Filters for the ages
The sound of the analogue filter has become synonymous with synthesisers. It’s the source of the squelches, quacks and chirps that punctuate our favourite synth tunes. In the early days, a manufacturer’s filter design was a closely held property. Robert Moog was justifiably proud and protective of his famous 24dB low-pass filter, as rival company ARP found out when they came up with a design that was a bit too similar to Bob’s!
Moog charted the map that would be followed by nearly every manufacturer, with most instruments sporting a low-pass resonant filter. Few designs were as beloved as Moog’s transistor ladder-based design, though a few are now recognised for their own unique qualities. Tom Oberheim quite sensibly chose a less-precise 12dB design for his SEM modules, as they were intended to be paired with a Minimoog or an ARP, and Oberheim rightly felt the contrast would be appreciated.

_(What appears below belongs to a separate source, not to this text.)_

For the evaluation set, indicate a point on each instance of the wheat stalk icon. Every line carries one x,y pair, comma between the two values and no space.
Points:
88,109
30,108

After being dissuaded from using a clone of Moog’s filter, ARP came up with their own 24dB low-pass jobs, though all were hobbled by a manufacturing flaw that reduced the frequency range ever so slightly. Their Odyssey added a non-resonant high-pass filter to the path, a combination that would become commonplace on Roland synths in the 1980s.
EMS went their own way, using a diode ladder arrangement for the supremely squelchy filter on the VCS 3 and Synthi A. Diode ladder designs would also be used by Nyle Steiner in the Steiner-Parker Synthacon, as well as Roland in their TB-303 – probably the most convincing argument in favour of this quirky, chaotic approach.
Some of the filters described herein were self-oscillating – meaning that the resonance could be increased to the point of producing a sine wave. This useful trick was the source of many an acid-drenched space jam in the ’70s.
Until recently, vintage filters have been notoriously difficult to reproduce in virtual form, partially due to the processing power required to do so convincingly. Luckily, advances in DSP have given developers the freedom to come up with some awesomely accurate emulations, such as those built upon zero-delay feedback algorithms.